Malaysia’s high humidity and warm climate provide optimal growth to numerous species of fauna 
contributing to 12,500 species of seed plants with more than 740 endemic species [1]. There were 2013 
herbal plants recorded in peninsular Malaysia with the additional survey conducted recently registered 
another 68 species in Gunung Ledang, Johor [2, 3]. In Malaysia, herbal plants study focuses more on 
the usage and treatments due to commercial value.
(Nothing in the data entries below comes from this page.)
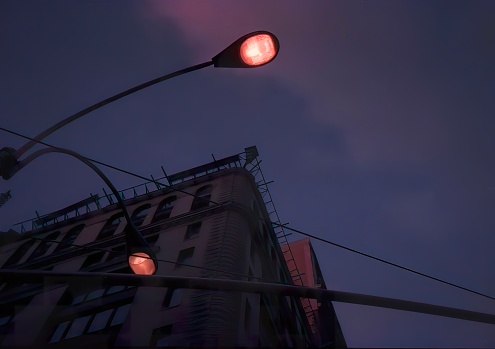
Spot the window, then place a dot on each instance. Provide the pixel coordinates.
(93, 259)
(162, 335)
(59, 332)
(110, 226)
(100, 320)
(139, 215)
(151, 240)
(70, 237)
(19, 253)
(44, 245)
(247, 315)
(164, 209)
(172, 298)
(185, 257)
(95, 294)
(193, 231)
(202, 197)
(252, 251)
(90, 295)
(78, 326)
(120, 315)
(117, 252)
(91, 323)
Cataloguing herbaceous plants can be frustrating as they 
first need to be identified, followed by discussions with local folks on the usage and method of applications. 
Not to mention that the availability of the publicly accessible comprehensive database more often caused 
repetitive works. This process can be shortened by deploying automated herbal plant identification using 
deep learning. 

Rapid technological advancement has significantly assisted in accelerating the ideas into reality. 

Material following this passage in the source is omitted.